It’s hard to run a successful ecommerce site, if you are a one person shop or even for a company with significant resources.
NYPost.com reported that Style.com is being sold by it’s current owner Condé Nast International. The buyer is Farfetch.
From the article:
Condé Nast International CEO Jonathan Newhouse, in a note to 75 staffers announcing the sale, said the e-commerce venture “had fallen very short of where we hoped [it] would be.”
It marks the second time Condé has taken a big swing at e-commerce — and missed.

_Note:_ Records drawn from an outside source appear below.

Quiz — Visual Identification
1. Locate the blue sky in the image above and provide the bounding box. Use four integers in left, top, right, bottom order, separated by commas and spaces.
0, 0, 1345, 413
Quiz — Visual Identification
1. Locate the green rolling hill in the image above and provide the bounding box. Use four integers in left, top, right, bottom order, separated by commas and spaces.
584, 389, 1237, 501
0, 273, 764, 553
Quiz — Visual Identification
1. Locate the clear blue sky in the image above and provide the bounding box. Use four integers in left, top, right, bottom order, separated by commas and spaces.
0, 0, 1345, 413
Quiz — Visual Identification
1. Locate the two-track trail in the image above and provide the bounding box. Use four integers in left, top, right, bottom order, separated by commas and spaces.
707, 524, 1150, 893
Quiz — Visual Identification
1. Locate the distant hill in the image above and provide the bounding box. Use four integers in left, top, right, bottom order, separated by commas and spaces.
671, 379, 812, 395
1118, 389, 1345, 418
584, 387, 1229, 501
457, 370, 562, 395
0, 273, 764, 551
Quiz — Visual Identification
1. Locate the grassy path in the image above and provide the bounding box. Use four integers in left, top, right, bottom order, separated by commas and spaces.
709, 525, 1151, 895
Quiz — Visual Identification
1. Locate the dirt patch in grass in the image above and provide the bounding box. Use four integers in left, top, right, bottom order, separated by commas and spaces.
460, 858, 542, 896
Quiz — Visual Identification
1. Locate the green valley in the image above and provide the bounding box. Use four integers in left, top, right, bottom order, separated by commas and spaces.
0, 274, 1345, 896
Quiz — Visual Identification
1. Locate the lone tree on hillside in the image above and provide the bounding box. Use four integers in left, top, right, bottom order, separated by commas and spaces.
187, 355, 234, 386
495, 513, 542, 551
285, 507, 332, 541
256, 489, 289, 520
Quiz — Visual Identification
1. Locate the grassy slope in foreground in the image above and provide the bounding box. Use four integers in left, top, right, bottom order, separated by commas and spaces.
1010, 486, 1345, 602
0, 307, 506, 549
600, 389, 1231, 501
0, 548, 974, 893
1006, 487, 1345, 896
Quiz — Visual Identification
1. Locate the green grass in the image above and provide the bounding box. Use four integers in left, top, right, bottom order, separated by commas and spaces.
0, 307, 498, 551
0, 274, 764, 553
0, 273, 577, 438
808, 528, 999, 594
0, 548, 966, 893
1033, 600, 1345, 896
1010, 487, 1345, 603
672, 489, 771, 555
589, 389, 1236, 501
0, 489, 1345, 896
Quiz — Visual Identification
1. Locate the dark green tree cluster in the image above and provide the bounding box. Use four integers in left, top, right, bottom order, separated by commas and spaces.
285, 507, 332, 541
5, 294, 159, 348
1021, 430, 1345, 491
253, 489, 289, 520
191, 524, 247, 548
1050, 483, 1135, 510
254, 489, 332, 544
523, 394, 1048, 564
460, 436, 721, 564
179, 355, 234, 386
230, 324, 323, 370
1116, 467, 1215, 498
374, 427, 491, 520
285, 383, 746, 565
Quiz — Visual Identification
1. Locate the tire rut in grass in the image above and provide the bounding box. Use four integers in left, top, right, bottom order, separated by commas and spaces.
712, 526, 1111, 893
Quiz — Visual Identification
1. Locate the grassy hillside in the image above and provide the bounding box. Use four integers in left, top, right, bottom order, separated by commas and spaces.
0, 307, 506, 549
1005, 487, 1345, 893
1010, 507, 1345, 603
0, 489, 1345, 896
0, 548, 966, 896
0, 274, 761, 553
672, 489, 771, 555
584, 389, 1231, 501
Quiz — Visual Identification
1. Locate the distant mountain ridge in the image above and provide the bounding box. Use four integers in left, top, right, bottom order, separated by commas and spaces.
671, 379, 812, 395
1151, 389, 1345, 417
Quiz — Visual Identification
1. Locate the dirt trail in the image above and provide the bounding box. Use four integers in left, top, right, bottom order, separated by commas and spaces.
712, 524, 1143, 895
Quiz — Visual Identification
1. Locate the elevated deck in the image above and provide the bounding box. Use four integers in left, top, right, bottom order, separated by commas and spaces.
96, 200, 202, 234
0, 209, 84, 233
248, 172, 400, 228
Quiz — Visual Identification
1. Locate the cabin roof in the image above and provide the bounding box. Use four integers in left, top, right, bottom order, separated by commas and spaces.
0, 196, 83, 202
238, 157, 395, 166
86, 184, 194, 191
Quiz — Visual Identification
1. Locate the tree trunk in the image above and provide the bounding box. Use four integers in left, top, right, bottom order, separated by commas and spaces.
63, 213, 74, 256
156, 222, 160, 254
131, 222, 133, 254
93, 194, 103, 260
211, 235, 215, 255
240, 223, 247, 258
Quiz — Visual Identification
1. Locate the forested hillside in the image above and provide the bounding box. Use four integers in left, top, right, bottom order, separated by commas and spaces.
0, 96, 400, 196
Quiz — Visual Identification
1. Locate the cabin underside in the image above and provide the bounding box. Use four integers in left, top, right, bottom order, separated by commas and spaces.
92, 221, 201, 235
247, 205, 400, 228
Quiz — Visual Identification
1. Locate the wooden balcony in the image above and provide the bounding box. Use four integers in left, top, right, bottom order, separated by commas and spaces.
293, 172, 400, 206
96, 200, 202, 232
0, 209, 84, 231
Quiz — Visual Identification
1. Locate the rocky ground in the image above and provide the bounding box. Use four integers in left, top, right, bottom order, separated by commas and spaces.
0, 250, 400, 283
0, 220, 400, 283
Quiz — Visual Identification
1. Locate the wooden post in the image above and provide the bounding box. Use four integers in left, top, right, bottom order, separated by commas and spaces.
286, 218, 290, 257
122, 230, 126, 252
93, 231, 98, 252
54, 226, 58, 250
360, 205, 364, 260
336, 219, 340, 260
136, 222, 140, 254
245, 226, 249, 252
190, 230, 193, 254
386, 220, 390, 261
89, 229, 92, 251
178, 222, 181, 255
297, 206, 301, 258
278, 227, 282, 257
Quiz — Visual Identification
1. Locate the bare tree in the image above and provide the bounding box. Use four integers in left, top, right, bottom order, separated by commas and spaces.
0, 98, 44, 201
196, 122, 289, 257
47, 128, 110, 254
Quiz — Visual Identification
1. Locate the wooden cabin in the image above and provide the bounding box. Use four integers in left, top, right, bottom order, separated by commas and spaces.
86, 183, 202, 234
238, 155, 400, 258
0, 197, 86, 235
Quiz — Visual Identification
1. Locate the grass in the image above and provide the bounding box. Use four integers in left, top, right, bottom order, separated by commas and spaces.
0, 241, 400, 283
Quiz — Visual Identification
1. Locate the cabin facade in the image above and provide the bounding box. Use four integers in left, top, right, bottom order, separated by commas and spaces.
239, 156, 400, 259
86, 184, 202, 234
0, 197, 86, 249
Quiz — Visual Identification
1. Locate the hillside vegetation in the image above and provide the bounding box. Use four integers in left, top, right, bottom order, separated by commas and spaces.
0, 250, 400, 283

In 2014, it sold a big stake in its once-hot shopping magazine, Lucky, to a joint venture that was supposed to be skilled in building it up as an e-commerce venture. But after a little more than a year of operating the JV, Condé’s partner, BeachMint, tossed in the towel and shut it down .
Style.com went through a few incarnations — first as an editorial content site before Condé decided that Vogue, W and its other glossies were better off developing their own branded sites.
Tip of the cap to Singing Dogs
Jamie Zoch says
This is more of a partnership than a sale IMO, since Conde Nast invested in Farfetch early on:
“As an early investor in Farfetch, this partnership is the next step in our evolving business relationship,” he commented. “It further unites two leaders in their respective sectors, combining best-in-class content with the world’s leading online luxury shopping destination.”
Source: http://brandchannel.com/2017/06/13/conde-nast-farfetch-061317/
zona says
Looks like a sale to me, as Farfetch will be the sole owner, it was of course a website sale real business, not the fluff of selling a domain name. You know real work.
Jamie Zoch says
I’m considering the fact that Conde Nast is a large investor in Farfetch, which started in 2013 as they lead a $20 million dollar investment. https://techcrunch.com/2013/03/03/conde-nast-leads-20m-round-in-boutique-marketplace-farfetch-its-third-and-biggest-e-fashion-investment-in-the-last-month/ and have also been involved in series C and E funding rounds. Farfetch may be the sole owner, but Conde Nast is part owner in the company is my point. Or how they stated “this partnership is the next step in our evolving business relationship”
Yes, this transaction involved several assets.